The search strategy was created in collaboration with a psychology librarian. The following electronic databases were searched: Ovid PsycINFO, Health and Psychosocial Instruments, MEDLINE(R) In-Process and Other Non-Indexed Citations and MEDLINE(R). The dates of coverage were from 1983 to October 2019. The start date (1983) was chosen because of seminal work published in that year (Wimmer and Perner, 1983). The following key search terms, pertaining to children (1), measures (2), and TOM (3) were used, in combination, and restrained to “all journals”: (child* or schoolchild* or toddler* or preschool* or infan*).mp [mp = title, abstract, heading word, table of contents, key concepts, original title, tests, and measures] (psychometric* or validation or questionnaire* or scale* or inventor* or instrument* or measure* or tool or assess* or evaluation*).mp [mp = title, abstract, heading word, table of contents, key concepts, original title, tests, and measures] (theory of mind or false belief* or perspective taking* or social attribution* or belief attribution* or desires reasoning).mp [mp = title, abstract, heading word, table of contents, key concepts, original title, tests, and measures] In addition to the standard electronic search databases, the catalogs of the following English or French publishers of testing materials were manually reviewed: Pearson Assessment Canada, Psychological Assessment Ressources, Institut de Recherches Psychologiques, Western Psychological Services, Hogrefe, Les Éditions du Centre de Psychologie Appliquée, Eurotests Editions, PsychTest, Schuhfried. Whenever the age range of participants could not be extracted directly from an article, the corresponding author was contacted to obtain the information. Moreover, whenever the cited source of an assessment tool was not retrieved using the search strategy, it was manually searched and included as a record to be screened alongside others in the selection process, even though it was published before 1983.

Selection Process

Search results were imported to an Endnote X7 database. Screening was performed in two phases. In phase 1, all search results were screened for the eligibility criteria based only on the content of the title and abstract, by two of the authors.
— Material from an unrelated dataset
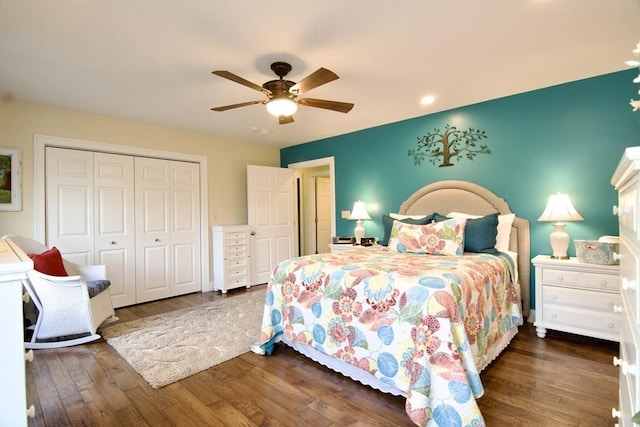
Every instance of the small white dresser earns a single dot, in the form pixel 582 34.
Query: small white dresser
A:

Two decisions were possible at this stage: exclusion based on an eligibility criterion or inclusion for phase 2. In phase 2, the full texts of all remaining search results were screened for eligibility criteria by three of the authors. Two decisions were possible at this stage: exclusion based on an eligibility criterion or inclusion in the systematic review. For each phase, the first 15% of search results were screened independently by all reviewers in order to obtain an inter-rater agreement in terms of inclusion or exclusion of the search result. The inter-rater agreement was 89.9% at phase 1 and 93.9% at phase 2. During the entire process, any discrepancies or difficulties in the identification of inclusion/exclusion criteria were resolved by discussion with the other reviewers and authors if needed.
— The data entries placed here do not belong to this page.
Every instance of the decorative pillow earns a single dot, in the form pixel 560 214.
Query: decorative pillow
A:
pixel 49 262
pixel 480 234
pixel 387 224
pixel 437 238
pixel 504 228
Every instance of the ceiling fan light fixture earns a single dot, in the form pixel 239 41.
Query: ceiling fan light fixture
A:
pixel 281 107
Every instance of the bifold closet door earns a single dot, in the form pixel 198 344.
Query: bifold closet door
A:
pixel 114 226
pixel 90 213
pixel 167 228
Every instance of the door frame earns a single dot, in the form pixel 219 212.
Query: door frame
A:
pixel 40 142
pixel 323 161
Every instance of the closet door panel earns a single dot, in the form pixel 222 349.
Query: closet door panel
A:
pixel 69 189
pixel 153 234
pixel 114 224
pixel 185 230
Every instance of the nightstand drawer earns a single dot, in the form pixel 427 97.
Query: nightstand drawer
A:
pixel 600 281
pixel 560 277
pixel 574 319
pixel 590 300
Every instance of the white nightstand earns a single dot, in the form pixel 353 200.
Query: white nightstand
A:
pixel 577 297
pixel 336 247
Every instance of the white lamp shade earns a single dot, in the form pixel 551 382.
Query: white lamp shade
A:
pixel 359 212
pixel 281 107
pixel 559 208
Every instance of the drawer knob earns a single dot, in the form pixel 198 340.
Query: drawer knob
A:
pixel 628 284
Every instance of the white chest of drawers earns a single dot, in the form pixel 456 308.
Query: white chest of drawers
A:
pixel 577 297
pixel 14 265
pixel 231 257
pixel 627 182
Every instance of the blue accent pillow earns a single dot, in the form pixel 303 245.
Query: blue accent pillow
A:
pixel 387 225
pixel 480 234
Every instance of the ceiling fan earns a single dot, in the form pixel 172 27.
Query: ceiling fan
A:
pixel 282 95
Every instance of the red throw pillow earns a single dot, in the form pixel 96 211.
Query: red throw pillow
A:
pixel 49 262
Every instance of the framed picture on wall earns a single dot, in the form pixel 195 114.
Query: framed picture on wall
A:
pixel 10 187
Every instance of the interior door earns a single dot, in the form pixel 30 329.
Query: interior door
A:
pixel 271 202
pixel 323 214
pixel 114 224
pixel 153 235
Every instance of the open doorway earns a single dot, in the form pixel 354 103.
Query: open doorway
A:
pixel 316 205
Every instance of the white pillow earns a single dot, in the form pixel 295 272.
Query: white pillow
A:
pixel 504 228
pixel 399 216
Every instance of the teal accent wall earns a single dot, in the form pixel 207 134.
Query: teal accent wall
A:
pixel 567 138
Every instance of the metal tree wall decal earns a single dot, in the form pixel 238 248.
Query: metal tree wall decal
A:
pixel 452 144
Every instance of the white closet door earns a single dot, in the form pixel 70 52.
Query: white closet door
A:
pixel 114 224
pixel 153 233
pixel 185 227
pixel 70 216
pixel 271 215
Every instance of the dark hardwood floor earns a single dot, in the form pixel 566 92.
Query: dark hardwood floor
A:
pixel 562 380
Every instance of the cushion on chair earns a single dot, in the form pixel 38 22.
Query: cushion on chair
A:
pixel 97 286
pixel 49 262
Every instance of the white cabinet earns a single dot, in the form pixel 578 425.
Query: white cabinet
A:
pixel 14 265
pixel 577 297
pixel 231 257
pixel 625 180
Content Analysis and Data Extraction

A qualitative content analysis of the measures included was performed by all authors throughout the selection process in order to extract the discrete mental states and social situation understanding that were assessed by the included measures. Seven categories of mental states and social situations were identified across the collection of studies: emotions, desires, intentions, percepts, knowledge, beliefs, and mentalistic understanding of non-literal communication. An eighth category, called “comprehensive measures,” was added to represent measures encompassing the understanding of multiple mental states and social situations. These eight TOM categories were therefore used to classify the different measures during data collection. Data collection was performed by the first three authors using a comprehensive pre-determined form. This form included the following variables related to the measures: category of mental state or social situation assessed, name of measure, author(s), and year of publication, reference(s) of articles that have used the measure, short description, administration format, number of items, scoring options, and administration time. It was also noted which articles provided original psychometric information. The data extraction form also included the following information regarding the participants assessed with the measures: age range of normative population, language(s) spoken, presence of adverse clinical (e.g., hearing impairments or deafness, Williams syndrome), psychological (e.g., anxiety or depression, externalizing behavior problems), or environmental (i.e., low socio-economic status, maltreatment) conditions assessed with the measures.

Results

Summary of Main Results and TOM Categories

Figure 1 illustrates the steps in article selection. A total of 830 studies were included for data extraction. Given the large amount of studies and the numerous variations of the same measures found, a synthesis of the data was performed, which isolated 220 distinct measures and paradigms. Each is presented, along with their characteristics and details of participants that were tested across studies, in tables found in Appendix II. Appendix II contains eight separate tables according to the main TOM category they refer to: Emotions (Table a; 37 measures), Desires (Table b; 26 measures), Intentions (Table c; 16 measures), Percepts (Table d; 26 measures), Knowledge (Table e; 25 measures), Beliefs (Table f; 49 measures), Mentalistic understanding of non-literal communication (Table g; 16 measures) and Comprehensive measures (Table h; 25 measures). To further synthesize the results and provide clarity on the content of the tasks, the first seven categories were sub-divided into 39 TOM sub-abilities or sets of abilities assessed in the measures. Category 8, Comprehensive measures, was subdivided according to the format of the measures (i.e., questionnaires/interviews and direct tests). For example, the Desires category was divided into four sub-abilities: (1) understanding that different people may have discrepant desires, (2) understanding the co-existence of multiple desires at the same time or successively in one person, (3) understanding that people's emotions and actions are influenced by their desires/preferences, and (4) producing plausible explanations when action contradicts stated desires/preferences.

Figure 1

Flowchart of study identification and selection.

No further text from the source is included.